Project 1 Requirements
Tip
- Use the command
$ ant build_analyzer
to compile and build the class. - Use the command
$ ant run_tests_analyzer
to test the class. - Use the script
$ ./runAnalyzer.sh YourFilePath
to run the class.
Project Overview
You will build a project containing a package of classes. The project runs on the command line, which will process a text file and output a series of reports on the contents of the file. As the semester progresses we will add new functionality to the project.

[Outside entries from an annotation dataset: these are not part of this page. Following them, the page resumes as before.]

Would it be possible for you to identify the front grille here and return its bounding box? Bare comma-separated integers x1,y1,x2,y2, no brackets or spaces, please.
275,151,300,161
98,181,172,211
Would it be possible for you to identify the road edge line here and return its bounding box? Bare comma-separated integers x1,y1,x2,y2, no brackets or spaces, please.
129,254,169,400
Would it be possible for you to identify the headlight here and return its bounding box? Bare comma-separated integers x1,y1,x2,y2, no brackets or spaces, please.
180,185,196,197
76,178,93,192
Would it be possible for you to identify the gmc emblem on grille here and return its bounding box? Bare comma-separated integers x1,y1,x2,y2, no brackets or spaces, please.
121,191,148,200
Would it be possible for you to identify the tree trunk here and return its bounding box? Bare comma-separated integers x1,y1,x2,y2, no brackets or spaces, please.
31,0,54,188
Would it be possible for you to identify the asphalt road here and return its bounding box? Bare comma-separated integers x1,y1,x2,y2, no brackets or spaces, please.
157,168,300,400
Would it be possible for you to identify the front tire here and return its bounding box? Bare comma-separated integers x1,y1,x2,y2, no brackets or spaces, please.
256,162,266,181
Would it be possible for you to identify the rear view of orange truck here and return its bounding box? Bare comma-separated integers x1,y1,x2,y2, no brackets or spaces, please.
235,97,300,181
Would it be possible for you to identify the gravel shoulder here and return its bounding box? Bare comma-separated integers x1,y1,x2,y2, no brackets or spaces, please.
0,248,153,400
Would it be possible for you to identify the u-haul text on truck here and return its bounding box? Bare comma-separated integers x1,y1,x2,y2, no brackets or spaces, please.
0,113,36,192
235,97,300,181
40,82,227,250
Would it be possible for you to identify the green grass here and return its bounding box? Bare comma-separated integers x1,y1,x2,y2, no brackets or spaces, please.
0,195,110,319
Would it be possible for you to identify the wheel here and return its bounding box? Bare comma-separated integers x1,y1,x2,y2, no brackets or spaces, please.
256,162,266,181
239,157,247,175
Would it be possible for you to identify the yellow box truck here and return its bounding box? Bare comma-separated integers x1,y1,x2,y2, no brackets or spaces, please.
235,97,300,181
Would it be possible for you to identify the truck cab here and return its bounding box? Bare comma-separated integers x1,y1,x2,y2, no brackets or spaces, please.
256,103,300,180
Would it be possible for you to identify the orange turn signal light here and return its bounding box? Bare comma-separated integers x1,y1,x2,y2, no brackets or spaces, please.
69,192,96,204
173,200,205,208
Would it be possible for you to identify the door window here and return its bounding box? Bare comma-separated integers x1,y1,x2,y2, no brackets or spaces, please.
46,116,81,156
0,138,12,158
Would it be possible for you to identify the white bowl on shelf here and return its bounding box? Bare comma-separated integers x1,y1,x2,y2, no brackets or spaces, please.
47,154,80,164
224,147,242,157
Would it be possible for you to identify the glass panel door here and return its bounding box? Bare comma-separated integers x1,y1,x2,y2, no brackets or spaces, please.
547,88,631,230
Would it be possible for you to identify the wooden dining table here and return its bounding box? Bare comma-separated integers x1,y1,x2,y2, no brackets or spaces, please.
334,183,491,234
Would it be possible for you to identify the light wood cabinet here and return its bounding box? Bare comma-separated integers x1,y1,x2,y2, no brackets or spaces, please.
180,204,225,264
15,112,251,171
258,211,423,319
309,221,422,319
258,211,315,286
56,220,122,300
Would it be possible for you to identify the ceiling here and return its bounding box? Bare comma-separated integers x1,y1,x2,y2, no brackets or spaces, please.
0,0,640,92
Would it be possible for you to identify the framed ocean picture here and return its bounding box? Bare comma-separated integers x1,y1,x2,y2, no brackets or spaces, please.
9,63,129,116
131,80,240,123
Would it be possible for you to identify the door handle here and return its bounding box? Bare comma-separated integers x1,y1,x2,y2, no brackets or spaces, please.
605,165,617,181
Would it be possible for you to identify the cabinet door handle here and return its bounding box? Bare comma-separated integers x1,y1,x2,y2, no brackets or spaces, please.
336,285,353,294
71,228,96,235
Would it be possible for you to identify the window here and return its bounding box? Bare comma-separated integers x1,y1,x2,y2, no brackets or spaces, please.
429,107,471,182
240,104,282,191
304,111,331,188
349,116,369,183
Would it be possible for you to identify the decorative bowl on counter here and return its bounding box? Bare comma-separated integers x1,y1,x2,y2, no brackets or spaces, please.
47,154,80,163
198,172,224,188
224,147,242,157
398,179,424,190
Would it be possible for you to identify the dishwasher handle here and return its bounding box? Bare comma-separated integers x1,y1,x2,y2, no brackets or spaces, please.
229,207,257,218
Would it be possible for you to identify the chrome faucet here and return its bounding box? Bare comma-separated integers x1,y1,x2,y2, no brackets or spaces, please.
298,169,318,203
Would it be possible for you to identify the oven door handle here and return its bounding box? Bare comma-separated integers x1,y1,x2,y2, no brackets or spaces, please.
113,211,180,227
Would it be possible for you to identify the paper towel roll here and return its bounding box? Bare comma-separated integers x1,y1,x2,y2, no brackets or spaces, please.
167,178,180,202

Special note on project code
Projects must rely on coded solutions that have been covered in the class material, unless otherwise specified.
If the coded solution uses concepts not covered in class, you are required to do a code review. This review must include a detailed explanation of your coding choices and rationale for employing a solution beyond the scope of the class material.
Terminology
Analyzer: The name of the program. This also is used to reference a class that performs analysis. In this project that includes the FileSummaryAnalyzer
and DistinctTokensAnalyzer
classes.
Tokens: A word or sting of characters in a file. Tokens do not include punctuation, do include numbers. For example, the follow sentence contains 15 tokens, but only 14 distinct tokens (very is used twice).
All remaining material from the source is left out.